June 17, 2021 View comment (1)
Colonial Pipeline CEO Joseph Blount told Congress last week that the company was still trying to determine how hackers got the network credentials to paralyze the pipeline. (Pool/Getty Images)

A new generation of cybersecurity startups is scaling up to serve companies in the remote-work era as a fresh wave of sophisticated attacks spreads security fears.

Venture capital is flowing into cybersecurity companies at a torrid pace. Less than six months into the year, cybersecurity startups have raised $9.9 billion globally, 96% of the total raised in 2020, according to PitchBook data. Meanwhile, the average valuation of the companies raising funds has more than doubled, to $475 million.

The push to scale comes as digital security takes over boardroom deliberations. Ransomware attacks targeting Colonial Pipeline and beef producer JBS have shown how sophisticated hackers can bring large corporations to their knees.

"When the bad actors get in from a small opening, they can bring down the entire business operation of a large company," said Ravi Mhatre, co-founder and partner at venture capital firm Lightspeed.

The seismic shift to work-from-home that began last year spurred broad new demand for security services. As the number of remote users, mobile devices and access points to data in the cloud increases, companies need more robust protection, said Brendan Burke, an emerging tech analyst at PitchBook. 

Cloud security is now the fastest-growing segment within information security, Burke added, and it has been nabbing the largest checks in recent months. This category's heftiest deal of the year came in January when Lacework raised a $525 million VC round led by Sutter Hill Ventures and Altimeter Capital. 

Another startup that allows companies to back up and recover cloud data, Rubrik, was valued at $3.67 billion after raising $374 million, according to PitchBook data. Rubrik's solution has seen increased adoption among companies seeking ways to fend off ransomware attacks, said Mhatre, whose firm has invested in the Bay Area startup. 

Identity verification applications have also taken off as companies look to give customers and users access to applications from anywhere. To fill this niche, Trulioo raised $394 million at a $1.75 billion valuation to become the third-most valuable VC-backed company in Canada. That deal came on the heels of Okta's $6.5 billion purchase of ID verification company Auth0 in May.

The Auth0 acquisition and other large exits may help to justify the sharp valuation increase for promising young cybersecurity companies. In April, private equity giant Thoma Bravo agreed to buy Proofpoint for $12.3 billion, which would be the sector's largest buyout on record, PitchBook data shows.

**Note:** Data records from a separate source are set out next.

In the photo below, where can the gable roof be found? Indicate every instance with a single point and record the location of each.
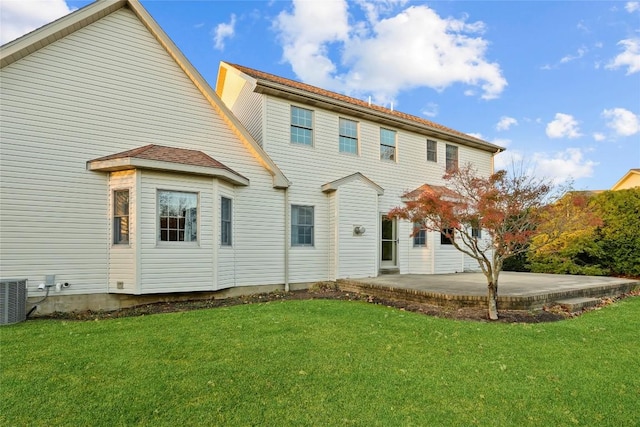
(43, 36)
(633, 175)
(332, 186)
(171, 159)
(286, 88)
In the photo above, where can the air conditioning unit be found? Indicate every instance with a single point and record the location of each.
(13, 301)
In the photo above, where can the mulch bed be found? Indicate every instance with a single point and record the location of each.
(323, 291)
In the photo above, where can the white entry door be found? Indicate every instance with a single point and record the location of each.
(388, 243)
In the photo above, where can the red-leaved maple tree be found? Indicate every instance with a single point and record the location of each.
(506, 207)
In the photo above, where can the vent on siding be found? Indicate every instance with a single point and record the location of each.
(13, 301)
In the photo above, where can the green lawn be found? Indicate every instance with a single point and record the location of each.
(321, 363)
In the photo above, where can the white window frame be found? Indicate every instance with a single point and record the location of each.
(451, 163)
(420, 238)
(386, 147)
(300, 128)
(226, 224)
(172, 223)
(118, 218)
(433, 150)
(344, 136)
(295, 226)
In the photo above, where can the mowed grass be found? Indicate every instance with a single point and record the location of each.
(322, 363)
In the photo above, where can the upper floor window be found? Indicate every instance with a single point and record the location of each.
(387, 144)
(476, 232)
(177, 216)
(301, 225)
(225, 221)
(447, 236)
(420, 238)
(452, 158)
(301, 126)
(121, 217)
(432, 151)
(348, 136)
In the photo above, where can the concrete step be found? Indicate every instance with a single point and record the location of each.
(577, 304)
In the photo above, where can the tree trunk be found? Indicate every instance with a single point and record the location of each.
(493, 299)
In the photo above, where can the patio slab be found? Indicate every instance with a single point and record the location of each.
(515, 290)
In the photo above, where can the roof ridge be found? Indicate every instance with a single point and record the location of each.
(355, 101)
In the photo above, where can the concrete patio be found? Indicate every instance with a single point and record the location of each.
(516, 291)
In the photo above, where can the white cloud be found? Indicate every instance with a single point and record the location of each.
(568, 58)
(420, 49)
(431, 110)
(223, 31)
(632, 6)
(622, 121)
(564, 165)
(630, 57)
(599, 136)
(506, 122)
(564, 126)
(18, 17)
(558, 167)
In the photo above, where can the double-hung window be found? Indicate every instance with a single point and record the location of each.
(446, 238)
(121, 217)
(432, 151)
(348, 136)
(476, 232)
(301, 225)
(301, 126)
(420, 237)
(452, 158)
(225, 221)
(387, 144)
(177, 216)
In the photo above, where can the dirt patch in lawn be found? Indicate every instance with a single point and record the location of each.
(330, 291)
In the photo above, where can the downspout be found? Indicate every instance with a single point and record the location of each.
(287, 230)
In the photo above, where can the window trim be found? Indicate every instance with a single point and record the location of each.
(116, 218)
(295, 225)
(444, 240)
(476, 232)
(433, 151)
(394, 146)
(420, 235)
(228, 222)
(449, 160)
(300, 126)
(355, 139)
(159, 219)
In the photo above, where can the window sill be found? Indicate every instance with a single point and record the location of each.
(173, 245)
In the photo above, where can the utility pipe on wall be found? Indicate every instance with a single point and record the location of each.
(287, 230)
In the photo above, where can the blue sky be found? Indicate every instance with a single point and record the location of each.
(555, 82)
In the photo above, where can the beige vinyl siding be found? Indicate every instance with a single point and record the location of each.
(334, 235)
(107, 88)
(419, 258)
(175, 266)
(308, 168)
(122, 258)
(226, 264)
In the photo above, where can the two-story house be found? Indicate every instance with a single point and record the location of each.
(349, 163)
(125, 177)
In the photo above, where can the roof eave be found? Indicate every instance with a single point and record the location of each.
(287, 92)
(129, 163)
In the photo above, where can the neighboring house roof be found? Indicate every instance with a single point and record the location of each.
(286, 88)
(332, 186)
(433, 189)
(43, 36)
(170, 159)
(629, 180)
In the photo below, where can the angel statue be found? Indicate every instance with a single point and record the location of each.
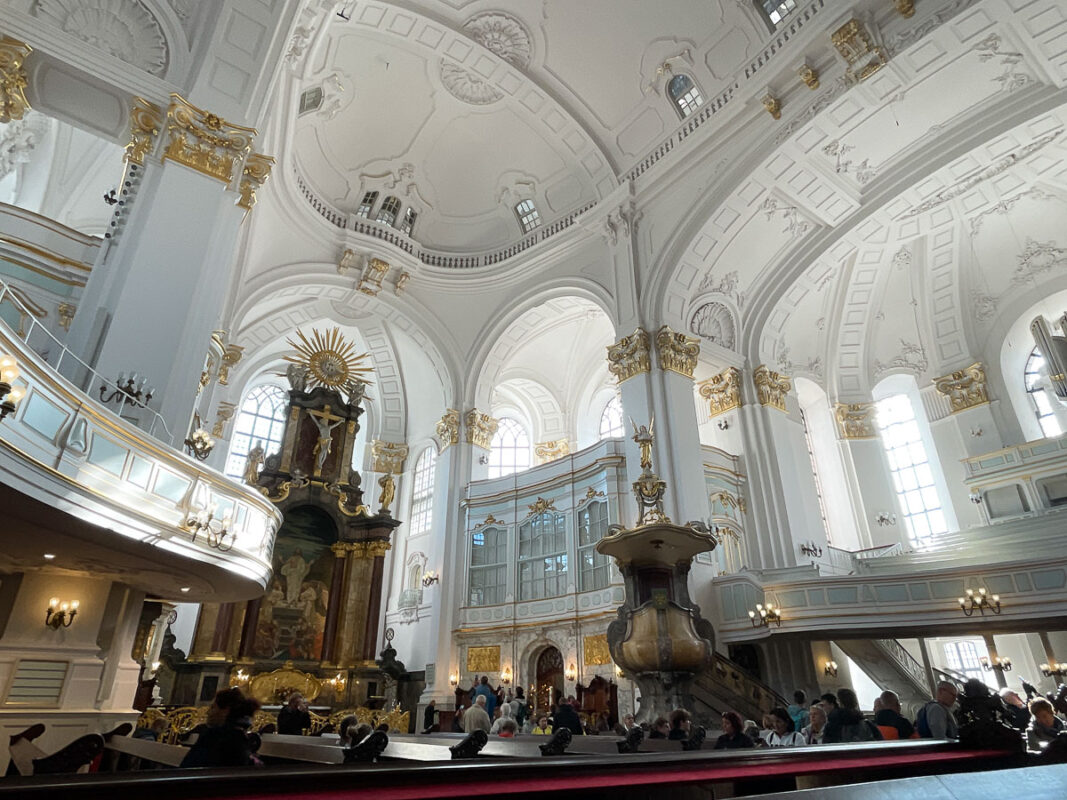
(643, 438)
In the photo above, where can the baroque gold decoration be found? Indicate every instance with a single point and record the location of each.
(546, 451)
(13, 81)
(858, 49)
(205, 142)
(448, 429)
(480, 429)
(722, 392)
(965, 387)
(483, 659)
(146, 121)
(678, 352)
(387, 457)
(770, 387)
(254, 174)
(594, 650)
(856, 420)
(330, 358)
(630, 356)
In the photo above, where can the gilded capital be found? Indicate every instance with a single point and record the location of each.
(677, 351)
(965, 387)
(770, 387)
(448, 429)
(13, 81)
(722, 392)
(480, 429)
(545, 451)
(856, 420)
(630, 356)
(387, 457)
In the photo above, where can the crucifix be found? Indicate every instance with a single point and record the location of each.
(322, 420)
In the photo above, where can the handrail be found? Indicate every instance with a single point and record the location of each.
(156, 418)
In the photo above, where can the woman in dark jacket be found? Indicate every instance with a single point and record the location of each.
(733, 736)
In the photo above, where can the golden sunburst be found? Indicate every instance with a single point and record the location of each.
(330, 358)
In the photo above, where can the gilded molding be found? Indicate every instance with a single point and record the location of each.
(448, 429)
(856, 420)
(965, 387)
(546, 451)
(677, 352)
(387, 457)
(722, 392)
(146, 121)
(254, 174)
(480, 429)
(205, 142)
(770, 387)
(13, 80)
(630, 355)
(864, 58)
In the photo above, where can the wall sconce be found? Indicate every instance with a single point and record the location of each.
(999, 665)
(1053, 670)
(9, 395)
(60, 613)
(980, 603)
(216, 530)
(762, 617)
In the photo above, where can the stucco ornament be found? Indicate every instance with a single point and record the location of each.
(125, 29)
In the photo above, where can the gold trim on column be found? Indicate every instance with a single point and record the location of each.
(856, 420)
(770, 387)
(678, 352)
(722, 392)
(965, 387)
(13, 80)
(630, 356)
(205, 142)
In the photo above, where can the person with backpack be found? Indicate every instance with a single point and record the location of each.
(936, 719)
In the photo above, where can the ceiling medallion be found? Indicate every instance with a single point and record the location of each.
(330, 358)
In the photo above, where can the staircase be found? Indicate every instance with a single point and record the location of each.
(728, 687)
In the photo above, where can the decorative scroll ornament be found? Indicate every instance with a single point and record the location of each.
(254, 174)
(856, 420)
(630, 356)
(594, 650)
(480, 429)
(330, 360)
(858, 49)
(387, 457)
(770, 387)
(678, 352)
(965, 387)
(448, 429)
(546, 451)
(722, 392)
(205, 142)
(146, 121)
(13, 81)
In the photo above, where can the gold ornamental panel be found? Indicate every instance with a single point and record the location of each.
(483, 659)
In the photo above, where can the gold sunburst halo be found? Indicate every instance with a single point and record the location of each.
(331, 360)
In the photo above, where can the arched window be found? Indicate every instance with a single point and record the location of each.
(912, 475)
(387, 213)
(421, 494)
(510, 451)
(684, 94)
(611, 419)
(1034, 376)
(261, 419)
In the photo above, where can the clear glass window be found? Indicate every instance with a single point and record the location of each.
(261, 419)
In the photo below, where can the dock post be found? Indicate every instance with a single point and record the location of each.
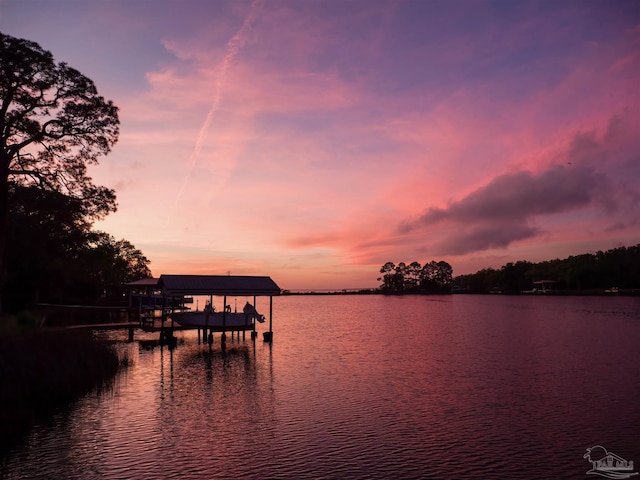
(268, 336)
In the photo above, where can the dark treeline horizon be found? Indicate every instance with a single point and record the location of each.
(616, 268)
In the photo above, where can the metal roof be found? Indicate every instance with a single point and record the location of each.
(218, 285)
(145, 282)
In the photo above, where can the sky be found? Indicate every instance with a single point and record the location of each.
(315, 140)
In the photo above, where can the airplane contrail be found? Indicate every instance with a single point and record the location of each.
(232, 48)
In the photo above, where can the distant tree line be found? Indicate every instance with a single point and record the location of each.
(619, 267)
(433, 277)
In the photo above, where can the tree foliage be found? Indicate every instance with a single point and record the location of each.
(53, 124)
(54, 256)
(619, 267)
(433, 277)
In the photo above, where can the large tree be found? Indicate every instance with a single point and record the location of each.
(53, 124)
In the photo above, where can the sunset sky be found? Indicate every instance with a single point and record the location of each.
(313, 141)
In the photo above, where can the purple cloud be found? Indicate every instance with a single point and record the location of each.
(502, 211)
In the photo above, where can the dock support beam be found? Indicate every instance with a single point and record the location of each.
(268, 336)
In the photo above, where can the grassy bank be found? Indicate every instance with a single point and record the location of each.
(42, 370)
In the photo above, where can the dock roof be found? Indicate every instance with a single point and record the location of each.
(218, 285)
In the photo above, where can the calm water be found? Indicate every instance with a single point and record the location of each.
(367, 387)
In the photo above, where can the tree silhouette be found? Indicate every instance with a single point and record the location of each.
(53, 124)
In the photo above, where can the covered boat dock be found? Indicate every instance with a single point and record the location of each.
(174, 287)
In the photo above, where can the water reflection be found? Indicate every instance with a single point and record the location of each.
(376, 387)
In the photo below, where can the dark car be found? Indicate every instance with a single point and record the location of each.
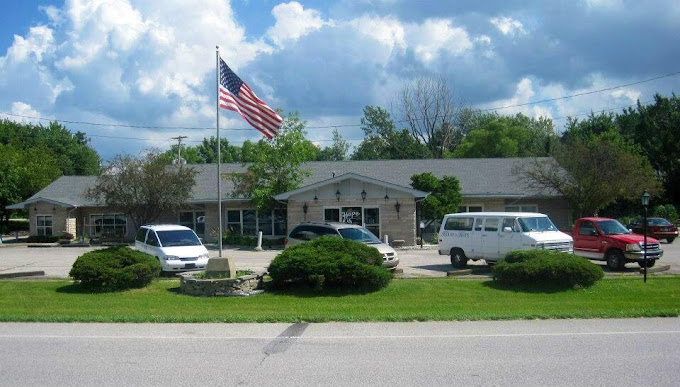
(657, 228)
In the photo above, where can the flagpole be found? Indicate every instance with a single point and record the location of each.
(219, 155)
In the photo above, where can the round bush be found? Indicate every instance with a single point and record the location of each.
(546, 268)
(115, 268)
(329, 263)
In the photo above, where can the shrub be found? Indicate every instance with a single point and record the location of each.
(115, 268)
(329, 263)
(546, 268)
(42, 238)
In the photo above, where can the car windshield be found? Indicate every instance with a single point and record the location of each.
(538, 223)
(178, 238)
(359, 235)
(612, 227)
(658, 222)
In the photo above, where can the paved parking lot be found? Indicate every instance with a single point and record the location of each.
(57, 261)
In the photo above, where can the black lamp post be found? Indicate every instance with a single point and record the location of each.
(645, 203)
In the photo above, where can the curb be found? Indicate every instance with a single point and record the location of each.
(22, 274)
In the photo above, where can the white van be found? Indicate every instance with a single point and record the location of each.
(177, 248)
(491, 235)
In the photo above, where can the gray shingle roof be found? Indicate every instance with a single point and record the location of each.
(478, 177)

As the sector has grown, the boundary between cybersecurity and other tech specialties has blurred. 

Stripe, the payments platform, recently launched a technology to check user identities, putting it in competition with specialists like Okta and Trulioo.

Startups have also been expanding into industries like insurtech, pairing cyber insurance policies with software that protects clients. Two leaders taking this approach, Corvus and Coalition, both raised mega-rounds in March.

By protecting their insured customers, startups think they can reduce the risk of large claims.

"A perfect insurance product is one where customers pay premiums and never make claims," said PitchBook emerging tech analyst Robert Le.

With billions of dollars in new funding, cybersecurity startups have lined up the capital to take on incumbents or expand into green opportunities. Rising valuations reflect this opportunity, but also the broad inflation of asset prices.  

"There's more capital supply than there are good places to put it at reasonable valuations. And that's driving prices up," said Mhatre.